The gala, which raises money for the museum’s Costume Institute, was pushed last year from its traditional May berth and morphed this year into a two-part affair.
It coincides with the opening of “In America: A Lexicon of Fashion,” the first of a two-part exhibition at the Met’s Anna Wintour Costume Center.
Organisers invited 400 guests, or about a third the number that usually attend.
The two-part gala marks the Costume Institute’s 75th anniversary. The Met Gala raises the bulk of the institute’s annual funding, including a larger gathering scheduled for May 2.
That date reclaims the first Monday in May for the gala and will celebrate the exhibition’s second part, “In America: An Anthology of Fashion,” in the period rooms of the museum’s American Wing.
Considered fashion’s biggest night, A-list guests from music, film, TV, tech and beyond are encouraged to embrace the theme of the new exhibition each year as they slowly make their way up the museum’s red-carpeted stairs. Interpretation is everything when it comes to how they dress - and how they enter.

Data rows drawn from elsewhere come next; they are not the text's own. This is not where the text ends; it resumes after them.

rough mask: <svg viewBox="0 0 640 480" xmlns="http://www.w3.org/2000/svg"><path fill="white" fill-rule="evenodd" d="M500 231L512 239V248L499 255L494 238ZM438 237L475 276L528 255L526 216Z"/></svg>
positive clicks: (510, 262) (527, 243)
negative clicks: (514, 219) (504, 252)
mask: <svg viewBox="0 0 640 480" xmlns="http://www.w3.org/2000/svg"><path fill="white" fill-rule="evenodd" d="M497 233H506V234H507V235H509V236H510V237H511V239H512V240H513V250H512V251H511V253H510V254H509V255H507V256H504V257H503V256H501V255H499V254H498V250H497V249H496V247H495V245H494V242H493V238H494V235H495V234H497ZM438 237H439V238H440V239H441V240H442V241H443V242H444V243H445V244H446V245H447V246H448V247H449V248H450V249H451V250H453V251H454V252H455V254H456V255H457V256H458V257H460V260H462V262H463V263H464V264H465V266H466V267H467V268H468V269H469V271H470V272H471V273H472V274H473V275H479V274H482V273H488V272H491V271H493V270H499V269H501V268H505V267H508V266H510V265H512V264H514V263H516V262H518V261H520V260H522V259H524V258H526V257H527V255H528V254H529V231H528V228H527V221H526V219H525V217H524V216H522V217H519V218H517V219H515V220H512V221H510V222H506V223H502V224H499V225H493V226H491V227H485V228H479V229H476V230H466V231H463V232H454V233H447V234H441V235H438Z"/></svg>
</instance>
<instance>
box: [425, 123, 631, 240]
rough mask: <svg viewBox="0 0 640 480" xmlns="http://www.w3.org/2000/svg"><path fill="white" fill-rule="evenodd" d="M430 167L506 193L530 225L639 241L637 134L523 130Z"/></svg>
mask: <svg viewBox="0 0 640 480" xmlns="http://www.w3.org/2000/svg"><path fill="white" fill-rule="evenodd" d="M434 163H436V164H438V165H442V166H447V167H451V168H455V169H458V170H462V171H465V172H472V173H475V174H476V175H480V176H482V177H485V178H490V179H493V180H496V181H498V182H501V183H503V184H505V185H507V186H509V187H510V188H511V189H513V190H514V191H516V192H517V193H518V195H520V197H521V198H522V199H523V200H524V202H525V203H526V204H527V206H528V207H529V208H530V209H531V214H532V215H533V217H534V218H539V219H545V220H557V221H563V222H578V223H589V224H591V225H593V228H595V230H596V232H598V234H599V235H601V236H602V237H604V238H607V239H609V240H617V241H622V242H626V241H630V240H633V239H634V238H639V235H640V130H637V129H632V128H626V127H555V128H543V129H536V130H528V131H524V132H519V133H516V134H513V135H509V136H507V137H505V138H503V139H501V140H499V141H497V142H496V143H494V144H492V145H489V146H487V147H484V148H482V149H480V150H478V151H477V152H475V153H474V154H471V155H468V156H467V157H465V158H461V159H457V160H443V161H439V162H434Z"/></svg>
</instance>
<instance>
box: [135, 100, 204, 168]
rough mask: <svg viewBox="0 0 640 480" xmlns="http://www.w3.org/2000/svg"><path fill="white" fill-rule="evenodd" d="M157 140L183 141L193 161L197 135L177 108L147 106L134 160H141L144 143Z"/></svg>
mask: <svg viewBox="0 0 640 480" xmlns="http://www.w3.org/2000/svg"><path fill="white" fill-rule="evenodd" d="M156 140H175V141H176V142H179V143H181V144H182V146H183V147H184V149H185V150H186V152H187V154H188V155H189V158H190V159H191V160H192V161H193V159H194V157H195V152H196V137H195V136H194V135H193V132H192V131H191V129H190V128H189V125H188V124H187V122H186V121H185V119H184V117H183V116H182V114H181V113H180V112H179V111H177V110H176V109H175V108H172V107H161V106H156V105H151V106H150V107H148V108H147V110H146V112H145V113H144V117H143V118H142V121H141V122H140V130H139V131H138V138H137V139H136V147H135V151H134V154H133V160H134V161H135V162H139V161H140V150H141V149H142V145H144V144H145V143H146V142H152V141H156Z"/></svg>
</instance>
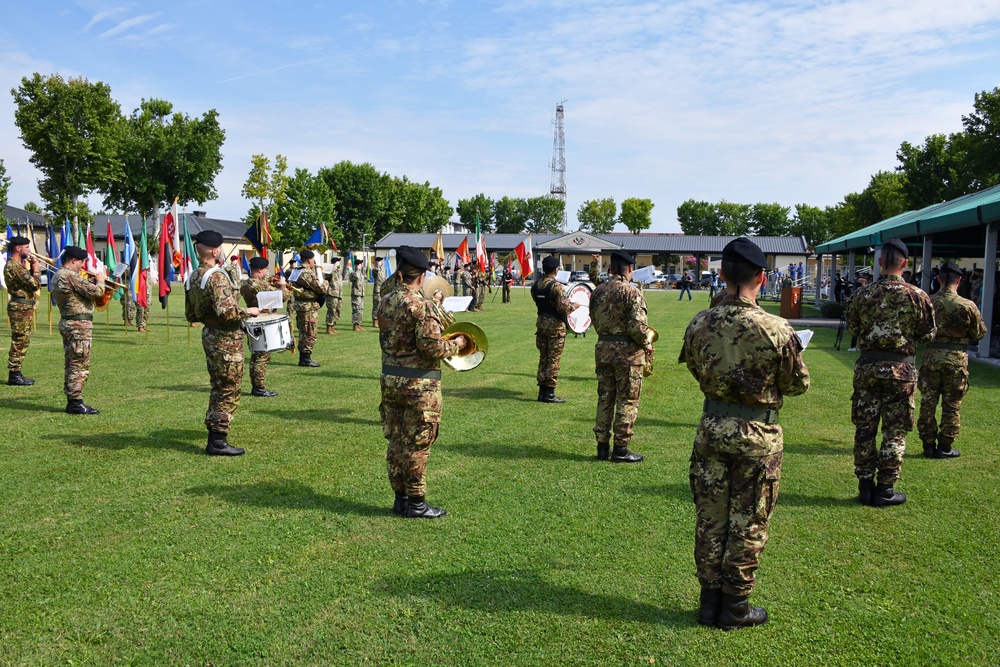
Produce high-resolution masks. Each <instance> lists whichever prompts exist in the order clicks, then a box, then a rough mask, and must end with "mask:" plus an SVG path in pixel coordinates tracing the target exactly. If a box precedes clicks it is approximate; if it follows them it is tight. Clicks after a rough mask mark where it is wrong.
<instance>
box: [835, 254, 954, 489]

The Met Gala - short for the Metropolitan Museum of Art’s Costume Institute Gala - raised more than $US13 million ($A18 million) in 2019 for the Costume Institute, which is the Met’s fashion department.
It is the museum’s only curatorial department that has to fund itself and has an important friend in Wintour, who tends the guest list. She has raised so much money for the Costume Institute over the years (with estimates up to $US200 million ($A271 million) that the wing now bears her name.
Tickets cost $US30,000 ($A40,700)-plus, but that doesn’t mean the stars ante up. They’re often hosted by brands and companies that buy tables for thousands more and are accompanied by top designers who dress them.